Sunday, January 20, 2008

what's the point?

a few days ago, a chaplain engaged a small group of us church folk (agency staff and seminarians) in a conversation that could be boiled down to one question: what's the point?

what's the point of church, of lifting up each other's concerns in service, of...well, of it all i suppose. and i shared a point of view that i've always held, but never really voiced. "who am i to not feel the pain of another?" it could be doctored up a bit grammatically and given a touch of elegance, but this embodies my struggle to feel the pain of another even though i am half a world away. why am i so privileged as to have been born on u.s. soil? so that my reality is preoccupied with future career plans and if i'll ever get married...as opposed to sanitary water, malaria and feeding my family.

who am i not to also suffer these things? to worry about the same things that people my age and younger are concerned with?

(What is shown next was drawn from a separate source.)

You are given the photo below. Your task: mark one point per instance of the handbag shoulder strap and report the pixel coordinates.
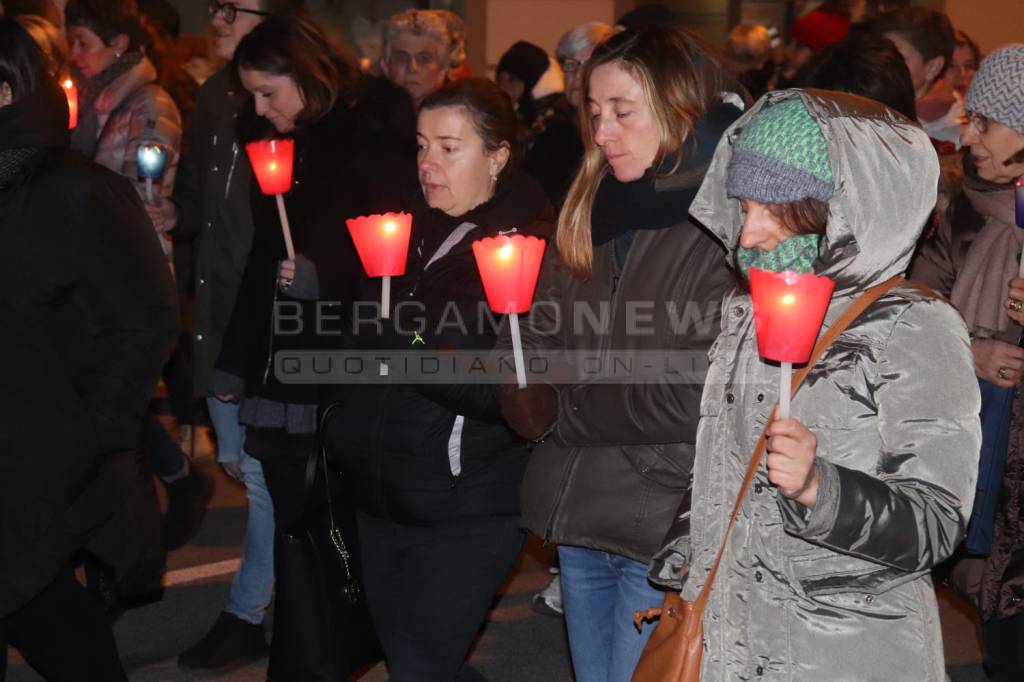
(853, 311)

so i mentioned this to a few people around me and they basically responded with, "but that's so heavy, i would be crushed under that burden." seriously? would we be crushed because we were too concerned about other people? we are so fearful of succumbing to the overwhelming hopelessness that situations in ghana, nicaragua, cambodia present - but have we ever tried to fully make their concerns and struggles our own?

clearly, we will never know the full extent to which poverty, dirty water, unpaved roads, lack of education affect their lives, our privilege prevents that from happening, but what if we believed that their issues were our own? i really don't think we would we be crushed by that burden. call me naive but i think it would make us more hopeful because in humanizing the suffering "other", we can relate better and are more inspired to do something. and then on the other hand, if i am crushed under this burden, i say better me than them.